The room faded to grey.
At last, like a man in a dream who feels the weight of the whole world on his shoulders, I struggled to my feet, and she fell silent. ‘It’s getting dark. If I don’t take a photograph now, it will be too late.’
The car cheeped as if it were pleased to see me. With the tar tilting under my feet, I reeled across Fourth Avenue and got in behind the wheel. The sheepskin was a comfort. In this scented interior, where everything was soft and yielding, I felt that I had survived a trial. A car came down the avenue and its headlights picked out the old woman in the doorway, as tattered as a shadow, but still looking out for me. I should drive away now, I thought, it’s too late for pictures anyway.
I went back over and spoke to her from the gate. ‘We’ve lost the light,’ I said. ‘But I would like to get some photographs for my book. Do you mind if I come back?’

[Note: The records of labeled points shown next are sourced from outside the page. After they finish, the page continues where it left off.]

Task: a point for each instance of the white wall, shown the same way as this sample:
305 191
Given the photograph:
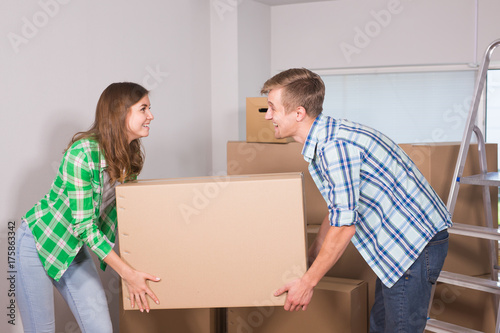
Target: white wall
63 55
360 33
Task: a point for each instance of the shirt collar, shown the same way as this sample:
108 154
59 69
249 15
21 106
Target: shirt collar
309 148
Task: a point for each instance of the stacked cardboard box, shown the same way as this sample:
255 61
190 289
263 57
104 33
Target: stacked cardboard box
436 161
214 241
337 306
258 128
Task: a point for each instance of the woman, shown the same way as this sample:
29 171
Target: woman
80 210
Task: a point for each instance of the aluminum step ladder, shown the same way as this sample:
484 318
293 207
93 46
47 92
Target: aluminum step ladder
490 232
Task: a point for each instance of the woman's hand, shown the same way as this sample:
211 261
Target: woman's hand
138 289
135 281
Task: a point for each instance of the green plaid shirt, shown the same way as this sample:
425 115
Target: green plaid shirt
69 215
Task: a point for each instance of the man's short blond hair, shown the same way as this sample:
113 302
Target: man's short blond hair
301 88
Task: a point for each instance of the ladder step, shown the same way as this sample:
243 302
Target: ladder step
434 325
486 285
475 231
489 179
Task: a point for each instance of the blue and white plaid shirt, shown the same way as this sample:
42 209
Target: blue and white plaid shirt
368 180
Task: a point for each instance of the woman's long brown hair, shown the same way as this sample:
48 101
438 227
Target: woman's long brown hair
124 160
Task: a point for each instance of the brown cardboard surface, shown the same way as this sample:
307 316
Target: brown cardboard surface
254 158
170 320
258 128
350 265
214 241
337 305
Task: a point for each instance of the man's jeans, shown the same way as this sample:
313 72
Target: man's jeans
80 286
403 307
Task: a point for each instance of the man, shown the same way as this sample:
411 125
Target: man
376 198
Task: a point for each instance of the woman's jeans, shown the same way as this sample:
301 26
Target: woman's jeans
80 286
403 307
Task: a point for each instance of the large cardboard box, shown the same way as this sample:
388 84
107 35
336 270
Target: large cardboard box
258 128
255 158
214 241
337 306
350 265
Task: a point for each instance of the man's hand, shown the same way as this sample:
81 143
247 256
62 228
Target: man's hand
299 294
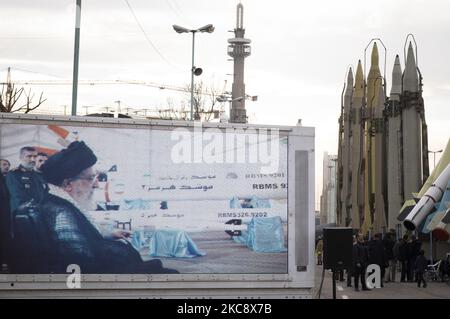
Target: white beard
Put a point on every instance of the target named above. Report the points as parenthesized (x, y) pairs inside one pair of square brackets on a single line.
[(87, 203)]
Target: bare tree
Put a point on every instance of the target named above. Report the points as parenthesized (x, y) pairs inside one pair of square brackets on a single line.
[(14, 99), (205, 102)]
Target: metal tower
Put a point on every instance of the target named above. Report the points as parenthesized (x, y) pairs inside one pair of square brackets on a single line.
[(238, 49)]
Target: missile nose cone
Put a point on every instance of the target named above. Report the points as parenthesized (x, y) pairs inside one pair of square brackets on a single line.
[(375, 57), (410, 78), (359, 81), (349, 87), (350, 78)]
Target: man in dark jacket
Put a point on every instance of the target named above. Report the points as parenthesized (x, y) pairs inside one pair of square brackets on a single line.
[(360, 260), (403, 254), (377, 254), (74, 239), (24, 184), (421, 265)]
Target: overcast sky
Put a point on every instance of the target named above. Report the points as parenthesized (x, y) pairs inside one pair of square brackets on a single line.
[(301, 51)]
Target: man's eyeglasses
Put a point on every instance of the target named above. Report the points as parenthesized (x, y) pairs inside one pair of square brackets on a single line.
[(90, 178)]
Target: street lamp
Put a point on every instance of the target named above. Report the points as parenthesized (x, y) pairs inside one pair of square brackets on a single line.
[(434, 156), (194, 71)]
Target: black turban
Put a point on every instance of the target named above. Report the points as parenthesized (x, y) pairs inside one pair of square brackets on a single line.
[(68, 163)]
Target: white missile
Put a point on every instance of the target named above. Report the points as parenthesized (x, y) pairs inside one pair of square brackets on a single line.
[(442, 229), (428, 201), (412, 128), (357, 149), (394, 148)]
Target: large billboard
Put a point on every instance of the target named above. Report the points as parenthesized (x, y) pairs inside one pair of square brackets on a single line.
[(160, 200)]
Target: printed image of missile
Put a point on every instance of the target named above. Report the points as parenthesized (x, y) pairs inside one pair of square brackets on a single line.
[(356, 150), (428, 201)]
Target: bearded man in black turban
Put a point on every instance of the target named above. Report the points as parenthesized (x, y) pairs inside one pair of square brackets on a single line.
[(73, 238)]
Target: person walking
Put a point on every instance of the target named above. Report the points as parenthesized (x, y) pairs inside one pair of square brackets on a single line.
[(420, 266)]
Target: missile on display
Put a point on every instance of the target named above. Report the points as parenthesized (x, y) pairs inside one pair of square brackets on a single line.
[(394, 155), (412, 128), (373, 85), (345, 152), (356, 150), (442, 229), (428, 201), (379, 220)]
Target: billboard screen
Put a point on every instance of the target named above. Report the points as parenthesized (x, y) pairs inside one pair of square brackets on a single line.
[(139, 200)]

‘Rosco Dunn! You’ve created a monster.’
We were sitting on the enclosed balcony of my mother’s flat in Melrose. Usually, I saw her on Sunday afternoons, and we walked in the bird sanctuary or the botanical gardens and had tea under the trees, but in the hope of casting off the pall of my visit to Fourth Avenue I’d broken with routine and come to tell her about it. Her flat was as far from that airless Bez Valley lounge as you could get, its third-floor balcony a sunlit cabin caught in the crowns of plane trees. The old sofa from the house in Bramley was too big for the space, but we’d agreed not to replace it. What would a couple of leather armchairs set you back? The rubbish they advertised in the papers as if it came from Italy. Milano! my mother would say. The only people in Milan who would dream of buying such a thing are immigrants from Romania.